Par @Culturebox Journaliste, responsable de la rubrique Cinéma de Culturebox
Publié le 13/10/2014 à 17H04
"Ninja Turtles" de Jonathan Liebesman

"Ninja Turtles" de Jonathan Liebesman

© Paramount Pictures France

Les tortues ninjas reposent sur un concept amusant, tiré d’un comic book, devenu dessin animé, puis film, mettant en boîte les super-héros. Des tortues mutantes, fines lames, défenseuses de la bonne cause, contre la pègre, amateurs de pizzas... Drôle. Au final, de la baston, par un réalisateur qui nous a donné "La Colère des titans", un connaisseur, donc, produit par Michael Bay ("Transformers").

La note Culturebox
2 / 5                  ★★☆☆☆

De Jonathan Liebesman (Etats-Unis), avec : Megan Fox, Will Arnett, William Fichtner, Alan Ritchson, Noel Fisher, Pete Ploszek, Pete Ploszek, Pete Ploszek, Whoopi Goldberg - 1h42 - Sortie : 15 octobre 2014

Synopsis : Quatre héros de légende vont bientôt faire parler d’eux à New York… Leonardo, le leader, Michelangelo, le beau gosse, Raphael, le rebelle et Donatello, le cerveau, vont tout faire pour défendre la ville de New York, prise entre les griffes de Shredder. Entre deux dégustations de pizzas et un entraînement intense aux arts martiaux, prodigué par leur maître Splinter, ils vont accomplir leur destin, aidés par la courageuse reporter, April O’Neil.
"Ninja Turtles" : la bande-annonce

Film de super-héros, donc d’action, "Ninja Turtles" tient ses promesses dans le registre. Mais on se moque un peu de ce qui passe à l’écran. Le film s’adresse sans complexe au public qu’il vise : les enfants de 8-14 ans, laissant totalement sur le côté les autres. 
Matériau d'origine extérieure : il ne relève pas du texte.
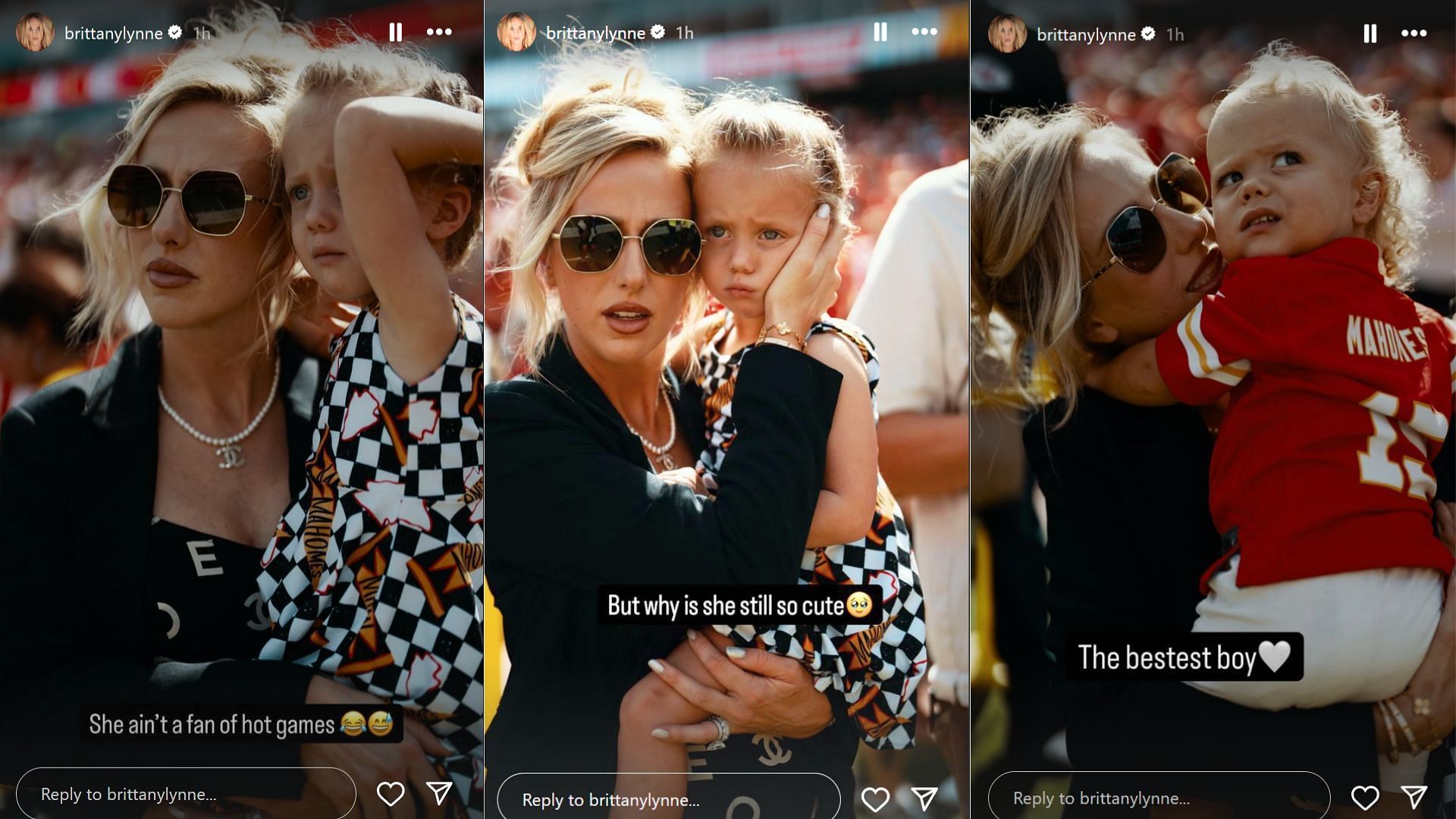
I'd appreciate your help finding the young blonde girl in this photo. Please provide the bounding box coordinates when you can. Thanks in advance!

"Ninja Turtles" de Jonathan Liebesman

"Ninja Turtles" de Jonathan Liebesman

© Paramount Pictures France

La réalisation technique est remarquable, le montage au taquet, et ça bastonne à foison. Trop peut-être, Tant que l’on décroche rapidement. Pas d’intrigue, que des effets. De l’esbroufe certes, mais pas grand-chose d’autre.

Le public visé y trouvera sans doute son compte, le box-office américain fait référence, et est éloquent. Ici, les mots nous manquent.